2-1

 二


 午後六時前、終点についた。


 ホームから改札を出るまで、駅の構内は帰宅ラッシュで混雑していた。

 私は人波に身を任せて改札を抜け、土産物店を横目に駅舎を出た。


 一歩外へ踏み出すと、知らない町のにおいがした。真冬と比べればずいぶん日ものびたはずだが、曇天どんてんの町はすでに薄暗かった。


――なにをやっているんだろう。


 途方もない疎外そがい感につつまれて、ほんの一瞬我に返った。


 他人の目はそれほど気にならなかった。ここが知らない町だからかもしれない。

 私がこの町を知らないように、この町も私を知らない。そんな気がした。


 帰りの切符は買えない。これからどうするんだ、と他人事のように自問して、でも答えはどこにもなかった。
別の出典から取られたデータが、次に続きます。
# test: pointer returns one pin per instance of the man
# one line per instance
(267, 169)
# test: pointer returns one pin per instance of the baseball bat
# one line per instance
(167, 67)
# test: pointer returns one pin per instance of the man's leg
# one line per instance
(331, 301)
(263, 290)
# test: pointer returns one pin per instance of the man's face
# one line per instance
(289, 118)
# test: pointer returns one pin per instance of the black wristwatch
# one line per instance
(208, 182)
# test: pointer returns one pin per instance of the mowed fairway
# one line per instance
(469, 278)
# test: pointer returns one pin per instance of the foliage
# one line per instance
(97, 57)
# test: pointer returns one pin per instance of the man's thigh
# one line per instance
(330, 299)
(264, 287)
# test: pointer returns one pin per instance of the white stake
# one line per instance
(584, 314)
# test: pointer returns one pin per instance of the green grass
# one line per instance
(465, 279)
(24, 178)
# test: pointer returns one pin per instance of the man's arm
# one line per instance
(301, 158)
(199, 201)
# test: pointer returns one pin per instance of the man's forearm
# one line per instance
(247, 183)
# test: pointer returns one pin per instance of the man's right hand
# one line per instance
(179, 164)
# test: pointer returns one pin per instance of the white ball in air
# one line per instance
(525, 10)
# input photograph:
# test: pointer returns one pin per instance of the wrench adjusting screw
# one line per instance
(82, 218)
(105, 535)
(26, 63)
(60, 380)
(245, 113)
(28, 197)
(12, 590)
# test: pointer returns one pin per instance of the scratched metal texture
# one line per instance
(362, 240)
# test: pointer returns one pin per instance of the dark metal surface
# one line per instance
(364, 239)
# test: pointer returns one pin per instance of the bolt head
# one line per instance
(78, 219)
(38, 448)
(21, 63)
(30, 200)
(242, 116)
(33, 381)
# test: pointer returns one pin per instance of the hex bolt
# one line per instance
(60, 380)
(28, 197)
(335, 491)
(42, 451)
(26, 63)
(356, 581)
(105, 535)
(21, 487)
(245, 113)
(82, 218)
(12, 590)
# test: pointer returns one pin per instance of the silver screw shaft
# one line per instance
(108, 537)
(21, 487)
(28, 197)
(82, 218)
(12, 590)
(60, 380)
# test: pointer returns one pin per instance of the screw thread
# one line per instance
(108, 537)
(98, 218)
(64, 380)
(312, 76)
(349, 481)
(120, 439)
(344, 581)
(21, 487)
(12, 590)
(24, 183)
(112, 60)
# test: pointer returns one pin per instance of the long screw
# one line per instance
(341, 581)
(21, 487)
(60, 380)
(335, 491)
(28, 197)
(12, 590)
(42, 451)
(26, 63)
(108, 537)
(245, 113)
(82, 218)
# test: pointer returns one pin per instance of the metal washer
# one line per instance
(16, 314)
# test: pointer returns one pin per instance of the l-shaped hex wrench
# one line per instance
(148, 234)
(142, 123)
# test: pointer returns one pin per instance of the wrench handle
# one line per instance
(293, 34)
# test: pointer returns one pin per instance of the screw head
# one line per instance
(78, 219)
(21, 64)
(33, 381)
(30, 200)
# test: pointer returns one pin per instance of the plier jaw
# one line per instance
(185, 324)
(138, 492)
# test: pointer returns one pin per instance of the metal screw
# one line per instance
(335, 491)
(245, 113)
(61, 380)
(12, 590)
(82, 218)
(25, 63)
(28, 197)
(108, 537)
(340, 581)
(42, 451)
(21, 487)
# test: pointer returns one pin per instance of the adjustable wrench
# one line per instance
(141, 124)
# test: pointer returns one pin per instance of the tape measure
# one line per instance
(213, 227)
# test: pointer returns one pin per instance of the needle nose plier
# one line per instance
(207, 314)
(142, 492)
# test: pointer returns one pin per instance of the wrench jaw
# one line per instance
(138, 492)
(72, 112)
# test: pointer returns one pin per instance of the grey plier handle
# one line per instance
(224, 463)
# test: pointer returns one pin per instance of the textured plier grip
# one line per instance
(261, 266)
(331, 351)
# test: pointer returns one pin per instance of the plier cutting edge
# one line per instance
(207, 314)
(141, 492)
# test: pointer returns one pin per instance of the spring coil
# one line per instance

 私は目的なく町をさまよった。そのうち歩き疲れて、雑居ビルの隙間に腰を落ち着けた。ここなら人目につかないだろう。

 冷えたコンクリートに座って、すすけたビルの側面を見上げる。ビルとビルにはさまれて、暗い空が四角く切り抜かれているように見えた。


 三月の夜はまだ肌寒い。私はひざを抱えてぎゅっと身体をちぢめた。お先は真っ暗だが、気持ちは少し落ち着いてきた。


 なにが正解だったんだろう。母とけんかしなければよかったのだろうか。

 提案を受け入れて、一緒に東のところへ行けばよかった?


 そう考えて、思わず顔がゆがんだ。

 いや。こんな状況になってもやっぱり無理だ。


 母の性分を理解はしても、二人の関係を肯定はできない。そうでなくても、そもそも私は東晴樹という男が好きではないのだ。


 東が我が家に居候していたころ、彼はよく私や妹の遊び相手を買って出た。無職でひまだったのはもちろんだが、子守くらいはと気をつかったのだろう。


 東は母と同学年で、父とは一つか二つしかちがわない。けれど父よりずっと若く見えたから、私も妹も、おじさんではなくお兄さんと呼んでいた。陸上でインターハイに出場したこともあるとかで、一見した印象は爽やかなスポーツマンだった。


 私が小学生だから、妹の沙奈絵はもっと幼かった。

 沙奈絵は東によくなついていたと思う。でも私は、その爽やかな東お兄さんが苦手だった。


 東はいつでもニコニコしていて、私はそれが不気味だった。

 笑顔がうそっぽかった、と言えばよいのだろうか。笑っているようで瞳の奥にちがう感情が宿っている。そんなふうに見えた。


 東の嘘っぽい笑顔は、特に私の前で顕著けんちょだった。向こうは向こうでなつかない私が小憎らしかったのかもしれない。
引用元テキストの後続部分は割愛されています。